Clemson, 46-7 and No. 6 in the country, is the class of the ACC. Maryland, 28-25 overall but 5-15 in the ACC, is seeded last. O'Neill is scheduled to start Saturday.

"Tim was a great pickup," said Bradley, a Maryland alum who won 55 games during a major-league career with the Angels, White Sox, Giants and A's. "Any time a pitcher wins eight games at this level, he's doing a good job.

"Tim has a great attitude. He's probably sorry he's a pitcher. He'd like to go out there every day."

Less than dazzling at Essex, pitching mostly in relief, O'Neill posted a 7-1 record for Putty Hill in the Baltimore Metro League last summer. That looked good to Bradley, although he had no scholarship money available.

"I could have gotten some at Florida Atlantic University, but I got financial aid [based on need] here, so this is a better deal," O'Neill said. "I knew I could play Division I, and I like the ACC. We're seen by scouts."

Brett McGonnigal, the Terps' junior centerfielder from Loch Raven High, says Bradley has had a hand in Maryland's revival.

"It helps having a former major leaguer as coach," said McGonnigal, who's batting .332 and leads the team with 21 stolen bases. "He's done little things to improve the pitching staff. We have more winning spirit this year, too."
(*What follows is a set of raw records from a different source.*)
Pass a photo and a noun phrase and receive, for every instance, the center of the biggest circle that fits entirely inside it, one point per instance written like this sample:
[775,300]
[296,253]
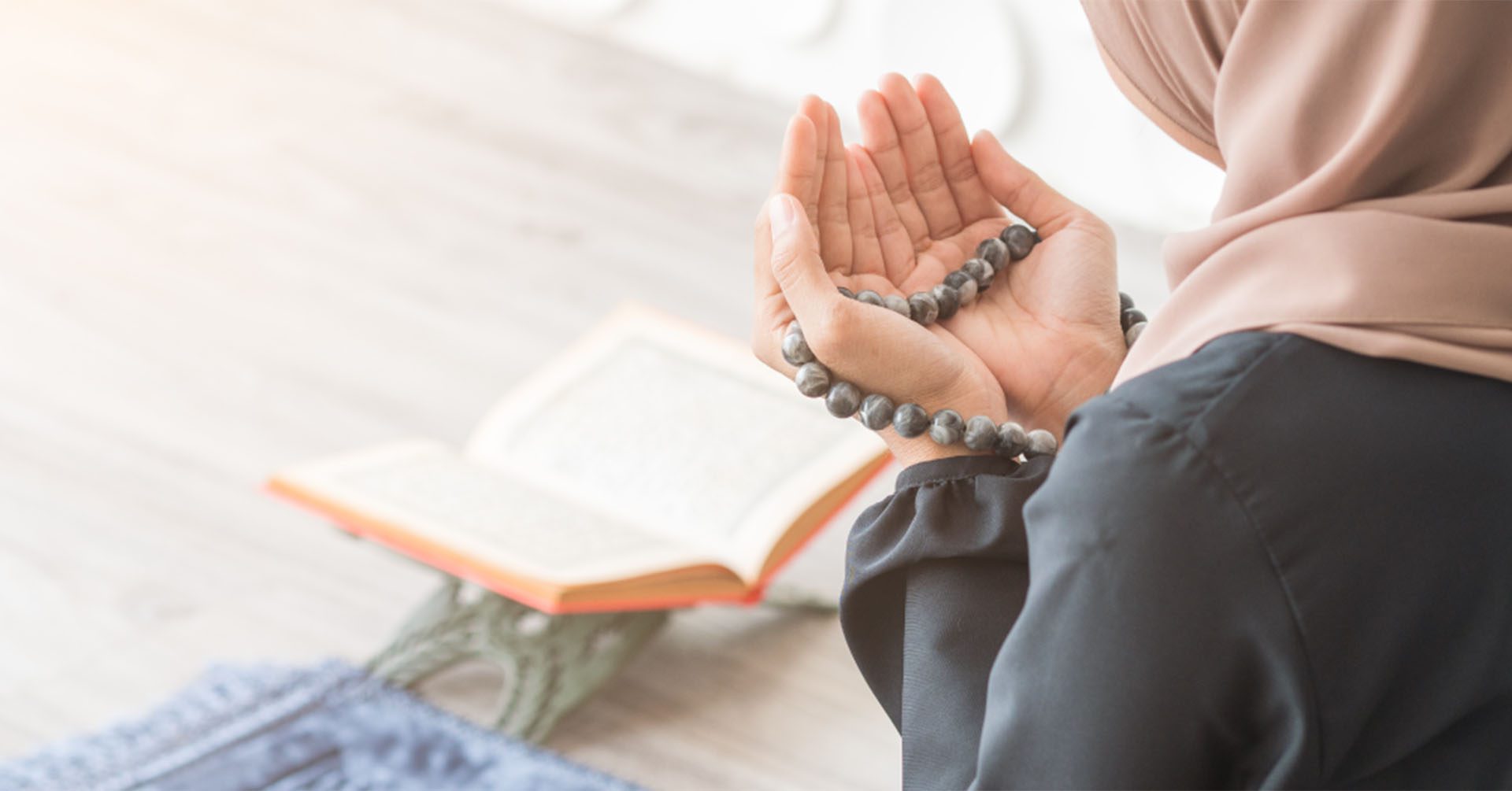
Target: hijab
[1367,149]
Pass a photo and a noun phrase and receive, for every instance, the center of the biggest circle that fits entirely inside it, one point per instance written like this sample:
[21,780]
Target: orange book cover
[572,515]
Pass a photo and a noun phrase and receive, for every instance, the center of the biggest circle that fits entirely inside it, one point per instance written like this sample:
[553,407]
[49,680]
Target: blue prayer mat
[324,728]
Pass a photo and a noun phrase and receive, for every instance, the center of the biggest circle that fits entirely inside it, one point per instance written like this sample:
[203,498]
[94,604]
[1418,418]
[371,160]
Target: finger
[865,247]
[835,235]
[813,165]
[892,236]
[954,152]
[799,165]
[1021,190]
[882,142]
[926,174]
[795,264]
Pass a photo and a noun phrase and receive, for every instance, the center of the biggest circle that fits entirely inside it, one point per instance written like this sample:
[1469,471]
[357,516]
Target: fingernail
[782,215]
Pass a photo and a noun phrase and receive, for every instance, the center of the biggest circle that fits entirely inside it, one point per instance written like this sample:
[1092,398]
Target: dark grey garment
[1270,564]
Junior infielder Ken Noe, the ACC's second-leading batter (.379) who hit a grand slam yesterday, calls Bradley a "players' coach." He and three teammates went with Bradley to an Orioles game against Seattle last week with tickets provided by Jeff Schaeffer, a former Terp who plays shortstop for the Mariners.

"We feel comfortable enough to do that with him," said Noe, a junior infielder from Roosevelt, N.Y. "We can joke around with him like he's a teammate."
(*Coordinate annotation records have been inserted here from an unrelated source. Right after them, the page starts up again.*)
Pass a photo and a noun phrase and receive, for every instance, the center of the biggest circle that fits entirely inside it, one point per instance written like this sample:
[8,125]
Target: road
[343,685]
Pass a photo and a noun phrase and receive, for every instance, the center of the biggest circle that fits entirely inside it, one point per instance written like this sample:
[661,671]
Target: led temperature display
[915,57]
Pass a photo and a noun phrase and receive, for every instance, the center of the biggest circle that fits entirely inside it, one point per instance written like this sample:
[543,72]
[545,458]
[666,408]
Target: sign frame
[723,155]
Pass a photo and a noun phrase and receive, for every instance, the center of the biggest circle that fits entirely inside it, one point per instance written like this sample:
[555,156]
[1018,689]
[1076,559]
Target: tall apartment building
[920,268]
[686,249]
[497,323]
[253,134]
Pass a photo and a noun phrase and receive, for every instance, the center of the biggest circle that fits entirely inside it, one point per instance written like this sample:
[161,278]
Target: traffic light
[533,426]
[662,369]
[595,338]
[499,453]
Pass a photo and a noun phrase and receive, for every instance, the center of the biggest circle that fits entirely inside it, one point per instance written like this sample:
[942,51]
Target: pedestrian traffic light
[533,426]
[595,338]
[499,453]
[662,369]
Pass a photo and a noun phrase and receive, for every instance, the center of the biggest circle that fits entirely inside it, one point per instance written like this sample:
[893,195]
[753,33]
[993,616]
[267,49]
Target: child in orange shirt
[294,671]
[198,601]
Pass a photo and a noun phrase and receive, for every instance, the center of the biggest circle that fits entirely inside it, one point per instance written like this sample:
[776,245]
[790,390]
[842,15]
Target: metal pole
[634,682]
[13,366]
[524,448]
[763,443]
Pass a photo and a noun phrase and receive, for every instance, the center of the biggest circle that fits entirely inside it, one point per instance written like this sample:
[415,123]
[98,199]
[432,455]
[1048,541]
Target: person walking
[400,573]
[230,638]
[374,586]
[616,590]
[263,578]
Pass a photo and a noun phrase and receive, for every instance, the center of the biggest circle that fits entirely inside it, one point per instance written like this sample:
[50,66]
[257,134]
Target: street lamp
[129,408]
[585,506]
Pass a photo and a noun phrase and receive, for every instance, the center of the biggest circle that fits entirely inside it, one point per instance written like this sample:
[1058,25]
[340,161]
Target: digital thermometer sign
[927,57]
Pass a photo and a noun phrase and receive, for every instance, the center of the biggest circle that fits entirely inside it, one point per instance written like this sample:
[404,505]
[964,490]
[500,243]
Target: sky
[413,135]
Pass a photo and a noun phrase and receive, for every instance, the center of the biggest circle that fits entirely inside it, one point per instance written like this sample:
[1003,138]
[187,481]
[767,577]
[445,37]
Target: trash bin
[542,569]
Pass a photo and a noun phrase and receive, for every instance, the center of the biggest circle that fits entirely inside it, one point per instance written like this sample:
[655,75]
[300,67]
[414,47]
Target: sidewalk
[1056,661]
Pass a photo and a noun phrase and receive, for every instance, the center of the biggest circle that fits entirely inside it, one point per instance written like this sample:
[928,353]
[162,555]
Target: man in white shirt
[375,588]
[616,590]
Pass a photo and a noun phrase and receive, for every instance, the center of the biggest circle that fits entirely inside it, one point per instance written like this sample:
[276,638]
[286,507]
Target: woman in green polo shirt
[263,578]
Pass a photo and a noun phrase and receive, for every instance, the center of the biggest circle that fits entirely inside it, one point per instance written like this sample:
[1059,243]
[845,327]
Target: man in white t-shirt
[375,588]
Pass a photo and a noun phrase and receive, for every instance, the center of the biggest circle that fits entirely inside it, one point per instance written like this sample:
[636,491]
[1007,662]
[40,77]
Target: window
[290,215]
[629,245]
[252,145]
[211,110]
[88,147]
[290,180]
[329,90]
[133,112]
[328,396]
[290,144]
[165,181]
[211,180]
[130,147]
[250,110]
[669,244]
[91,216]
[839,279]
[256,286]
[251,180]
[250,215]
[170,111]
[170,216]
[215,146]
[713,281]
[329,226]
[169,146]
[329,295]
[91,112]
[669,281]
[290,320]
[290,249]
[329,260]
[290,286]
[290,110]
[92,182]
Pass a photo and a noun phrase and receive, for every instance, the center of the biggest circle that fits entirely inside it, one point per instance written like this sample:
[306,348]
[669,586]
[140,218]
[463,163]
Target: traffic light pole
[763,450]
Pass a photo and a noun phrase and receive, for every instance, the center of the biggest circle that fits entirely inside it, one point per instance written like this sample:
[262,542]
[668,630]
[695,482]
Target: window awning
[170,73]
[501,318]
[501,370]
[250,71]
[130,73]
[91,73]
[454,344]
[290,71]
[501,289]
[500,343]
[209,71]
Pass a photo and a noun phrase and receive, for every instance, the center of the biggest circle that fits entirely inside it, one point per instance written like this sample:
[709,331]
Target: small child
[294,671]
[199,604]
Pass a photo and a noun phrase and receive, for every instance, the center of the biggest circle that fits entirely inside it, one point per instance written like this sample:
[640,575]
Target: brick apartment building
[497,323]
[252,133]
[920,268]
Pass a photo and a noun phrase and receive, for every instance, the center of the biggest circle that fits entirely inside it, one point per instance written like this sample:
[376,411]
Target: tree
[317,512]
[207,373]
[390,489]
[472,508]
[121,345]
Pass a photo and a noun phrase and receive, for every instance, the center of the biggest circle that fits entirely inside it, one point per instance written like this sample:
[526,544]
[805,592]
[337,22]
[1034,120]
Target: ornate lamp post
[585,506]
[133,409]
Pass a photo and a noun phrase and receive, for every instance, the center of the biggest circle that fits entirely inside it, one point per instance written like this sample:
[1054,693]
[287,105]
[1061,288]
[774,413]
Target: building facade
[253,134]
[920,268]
Noe's handsome average includes an ACC-record 27 doubles and eight triples that tie the school record set more than 50 years ago by the late Charlie Keller before he moved on to the Yankees.

Noe probably would be acclaimed the ACC's top second baseman were it not for Clemson's Jim Crowley, son of former Orioles player and coach Terry Crowley, who is in the ACC's top five in batting, home runs and hits.

Bradley has few laments about the season. Oh, it rankles that the Terps let a few victories slip from their grasp, maybe five in ACC play alone. For example, they led N.C. State, 7-3, only to lose in extra innings and squandered a 4-0 lead over Wake Forest.

"They were used to losing in the ACC. They wondered when it [something bad] was going to happen. You can't teach how to win in one year."

Bradley and his players feel their modest success is an indication they're at least headed in the right direction. Indeed, they still have a chance to finish .500 or better for the first time since 1984.